An extraordinary life
In the past year, we have all been thrown a curveball by COVID and been forced to adapt to lives that resemble our old ones and yet are very different. Perhaps this turbulent time has left us better placed to understand His Royal Highness Prince Phillip, whose own life echoes and reflects a century that witnessed some of the greatest changes in human history.
When the young Prince captured the heart of Princess Elizabeth, he had an exciting naval career ahead of him. Her father King George V’s death at the age of 56, however, set him on an entirely different course. His autonomous, adventurous life became one of lifelong service and playing second fiddle to his wife, The Queen. He adapted to his new circumstances just as he had adapted, from a very early age to a series of numerous unexpected twists, turns and tragedies.
Prince Philip's early life
Born on the Greek island of Corfu in 1921, eight years after the assassination of his grandfather King George 1st of Greece, Prince Phillip was just one year old when a British warship rescued his family from the hands of revolutionaries. He was smuggled out in an orange crate used as a cot.
The family lived in exile in Paris but his life was again thrown asunder in 1930 when his mother Princess Alice suffered a mental breakdown, was sent to a secure psychiatric clinic and his father abandoned the family to live with his mistress.
Philip was effectively orphaned, put into the care of his uncles and sent to boarding school in England. Both uncles, the Marquis of Milford Haven and Lord Mountbatten, subsequently died prematurely: the former of cancer, aged 44, and the latter in an IRA bomb.
His favourite sister was also killed in an air crash when he was just 16. By the time the Duke of Edinburgh walked behind their mother’s coffin with young Princes William and Harry, he had experienced enough of life’s cruelty and sorrow to understand and guide them at this difficult time.
A life defined by duty
At the beginning of the Second World War, Philip started at the Royal Naval College at Dartmouth. As a young naval officer, he was praised for his actions in the decisive Battle of Cape Matapan against the Italian fleet in March 1941. He had been in control of the searchlights as the ship battled an Italian cruiser when he spotted an unexpected second enemy vessel nearby. Some say the Duke of Edinburgh could have become the First Sea Lord had he not married and become a royal consort.
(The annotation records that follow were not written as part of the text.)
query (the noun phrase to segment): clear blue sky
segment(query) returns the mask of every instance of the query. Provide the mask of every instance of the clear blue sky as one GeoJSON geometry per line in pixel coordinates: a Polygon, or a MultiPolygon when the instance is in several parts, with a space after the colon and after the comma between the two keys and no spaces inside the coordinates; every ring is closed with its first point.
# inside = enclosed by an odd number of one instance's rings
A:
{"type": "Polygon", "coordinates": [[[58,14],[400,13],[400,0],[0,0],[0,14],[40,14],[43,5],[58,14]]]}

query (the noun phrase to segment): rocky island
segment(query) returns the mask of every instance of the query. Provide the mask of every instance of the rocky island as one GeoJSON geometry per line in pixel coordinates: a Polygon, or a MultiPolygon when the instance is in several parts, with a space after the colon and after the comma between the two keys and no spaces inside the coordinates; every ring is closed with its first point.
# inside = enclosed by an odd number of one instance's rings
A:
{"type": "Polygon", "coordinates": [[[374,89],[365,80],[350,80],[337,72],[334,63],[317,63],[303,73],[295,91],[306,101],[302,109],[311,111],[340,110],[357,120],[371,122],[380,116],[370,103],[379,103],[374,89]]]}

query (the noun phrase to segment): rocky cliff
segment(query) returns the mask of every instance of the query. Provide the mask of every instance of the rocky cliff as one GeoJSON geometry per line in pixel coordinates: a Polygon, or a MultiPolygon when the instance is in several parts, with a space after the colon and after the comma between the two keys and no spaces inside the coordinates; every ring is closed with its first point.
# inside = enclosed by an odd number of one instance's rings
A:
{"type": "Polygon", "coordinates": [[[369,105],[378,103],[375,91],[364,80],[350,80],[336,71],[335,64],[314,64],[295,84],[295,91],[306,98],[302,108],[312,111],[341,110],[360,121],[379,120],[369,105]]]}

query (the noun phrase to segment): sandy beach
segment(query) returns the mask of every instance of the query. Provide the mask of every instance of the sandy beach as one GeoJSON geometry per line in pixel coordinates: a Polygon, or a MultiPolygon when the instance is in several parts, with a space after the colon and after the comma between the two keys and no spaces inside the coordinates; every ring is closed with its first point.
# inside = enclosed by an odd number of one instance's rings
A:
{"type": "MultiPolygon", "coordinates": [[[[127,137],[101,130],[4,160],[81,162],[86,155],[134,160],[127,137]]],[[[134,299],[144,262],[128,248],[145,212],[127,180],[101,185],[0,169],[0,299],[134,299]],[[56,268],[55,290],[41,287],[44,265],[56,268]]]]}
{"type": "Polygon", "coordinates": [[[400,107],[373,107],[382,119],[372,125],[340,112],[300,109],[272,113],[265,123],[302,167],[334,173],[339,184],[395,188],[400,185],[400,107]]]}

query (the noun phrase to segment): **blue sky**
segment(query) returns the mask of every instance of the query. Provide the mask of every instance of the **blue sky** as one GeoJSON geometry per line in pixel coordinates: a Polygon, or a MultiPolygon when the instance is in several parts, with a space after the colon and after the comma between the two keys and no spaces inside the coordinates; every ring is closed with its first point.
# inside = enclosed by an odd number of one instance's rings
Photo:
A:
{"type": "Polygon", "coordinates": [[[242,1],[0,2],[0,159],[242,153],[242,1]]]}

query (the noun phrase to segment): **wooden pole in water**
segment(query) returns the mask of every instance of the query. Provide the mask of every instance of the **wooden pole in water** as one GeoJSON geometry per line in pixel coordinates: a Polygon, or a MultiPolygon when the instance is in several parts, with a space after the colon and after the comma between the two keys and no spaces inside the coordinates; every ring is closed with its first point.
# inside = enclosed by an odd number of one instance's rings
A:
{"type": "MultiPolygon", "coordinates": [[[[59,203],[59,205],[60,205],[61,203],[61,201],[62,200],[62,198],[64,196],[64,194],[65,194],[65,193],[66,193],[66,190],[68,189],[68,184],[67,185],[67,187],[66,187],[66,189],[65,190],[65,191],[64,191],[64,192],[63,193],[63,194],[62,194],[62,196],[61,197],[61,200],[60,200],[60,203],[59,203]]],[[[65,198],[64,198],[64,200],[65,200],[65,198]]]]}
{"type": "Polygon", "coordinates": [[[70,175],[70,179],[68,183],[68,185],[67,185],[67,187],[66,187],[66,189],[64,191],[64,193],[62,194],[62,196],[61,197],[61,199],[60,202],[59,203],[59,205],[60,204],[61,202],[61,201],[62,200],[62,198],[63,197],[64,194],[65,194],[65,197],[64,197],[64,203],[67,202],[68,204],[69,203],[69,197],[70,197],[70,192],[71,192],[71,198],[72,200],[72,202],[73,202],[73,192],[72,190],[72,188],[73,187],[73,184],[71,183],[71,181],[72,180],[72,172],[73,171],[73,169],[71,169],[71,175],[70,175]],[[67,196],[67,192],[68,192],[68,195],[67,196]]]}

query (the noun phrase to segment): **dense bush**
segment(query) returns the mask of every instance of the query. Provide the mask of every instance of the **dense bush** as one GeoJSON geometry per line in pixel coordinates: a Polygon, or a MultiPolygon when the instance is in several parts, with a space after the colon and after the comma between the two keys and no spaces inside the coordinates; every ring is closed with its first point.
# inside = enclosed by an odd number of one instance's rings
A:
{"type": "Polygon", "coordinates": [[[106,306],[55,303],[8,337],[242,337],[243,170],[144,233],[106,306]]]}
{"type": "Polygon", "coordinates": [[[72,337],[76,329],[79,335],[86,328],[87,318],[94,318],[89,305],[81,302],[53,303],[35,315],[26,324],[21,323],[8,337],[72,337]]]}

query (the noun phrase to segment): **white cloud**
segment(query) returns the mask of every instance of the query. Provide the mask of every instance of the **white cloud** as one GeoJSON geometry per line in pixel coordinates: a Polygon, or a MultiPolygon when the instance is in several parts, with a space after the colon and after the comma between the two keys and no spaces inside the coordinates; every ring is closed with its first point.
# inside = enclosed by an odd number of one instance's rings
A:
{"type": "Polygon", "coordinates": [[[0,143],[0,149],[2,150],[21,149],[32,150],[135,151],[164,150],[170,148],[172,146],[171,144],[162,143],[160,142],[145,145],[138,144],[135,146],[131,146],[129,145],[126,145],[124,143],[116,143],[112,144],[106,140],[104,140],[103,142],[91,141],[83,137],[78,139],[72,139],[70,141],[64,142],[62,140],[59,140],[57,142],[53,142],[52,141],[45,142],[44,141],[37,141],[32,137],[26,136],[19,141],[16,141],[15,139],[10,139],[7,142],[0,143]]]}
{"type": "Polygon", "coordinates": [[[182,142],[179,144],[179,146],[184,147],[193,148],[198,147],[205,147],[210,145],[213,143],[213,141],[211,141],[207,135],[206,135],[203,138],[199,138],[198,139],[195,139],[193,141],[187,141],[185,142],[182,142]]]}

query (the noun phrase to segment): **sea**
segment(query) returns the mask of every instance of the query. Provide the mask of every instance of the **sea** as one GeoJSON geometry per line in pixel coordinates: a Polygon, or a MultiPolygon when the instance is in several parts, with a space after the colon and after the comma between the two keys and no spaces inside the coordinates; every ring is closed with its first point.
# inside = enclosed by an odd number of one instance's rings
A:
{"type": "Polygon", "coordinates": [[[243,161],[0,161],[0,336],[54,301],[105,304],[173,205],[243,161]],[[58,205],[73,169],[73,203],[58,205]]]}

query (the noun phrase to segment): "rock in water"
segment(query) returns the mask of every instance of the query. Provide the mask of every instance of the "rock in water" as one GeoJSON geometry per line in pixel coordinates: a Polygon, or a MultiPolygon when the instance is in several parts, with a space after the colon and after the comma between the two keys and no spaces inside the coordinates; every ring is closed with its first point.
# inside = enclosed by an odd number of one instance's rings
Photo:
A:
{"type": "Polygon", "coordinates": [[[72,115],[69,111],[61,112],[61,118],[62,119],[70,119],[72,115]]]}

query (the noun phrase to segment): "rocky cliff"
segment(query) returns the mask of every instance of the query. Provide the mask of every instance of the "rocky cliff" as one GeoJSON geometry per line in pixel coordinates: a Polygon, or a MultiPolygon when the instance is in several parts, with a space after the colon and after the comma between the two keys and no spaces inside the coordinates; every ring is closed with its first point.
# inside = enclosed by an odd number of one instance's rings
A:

After a life of command and male comradeship, Prince Philip found the adjustment to playing second fiddle to the Queen hard, once describing himself as an amoeba; “I am the only man in the country not allowed to give his name to his own children.” Nevertheless, he dedicated himself to the new role, performing it with gusto. As Britain’s longest-serving consort Prince Philip carried out a staggering 22,000 solo public engagements in his lifetime. He accompanied the Queen on all 251 of her official overseas visits and, even when he was 96 years old, he logged 110 days of public engagement
HRH the Duke of Edinburgh set about modernising the royal family; dusting down some of its more arcane institutions. He insisted royalty and staff no longer had their meals cooked in separate kitchens at the palace, saving huge amounts of waste and money. He also forged a new relationship with the media and in a new era defined by television, was the first member of the royal family to be interviewed on TV in 1961.
Recognising that the monarchy appeared out of step with the new generation, Prince Philip set about engaging with them, primarily through his creation of the Duke of Edinburgh’s Award Scheme, but also with organisations like London Youth, the first charity he patronised in 1947. He pioneered and patronised hundreds of projects with a focus on youth science, the outdoors and sport.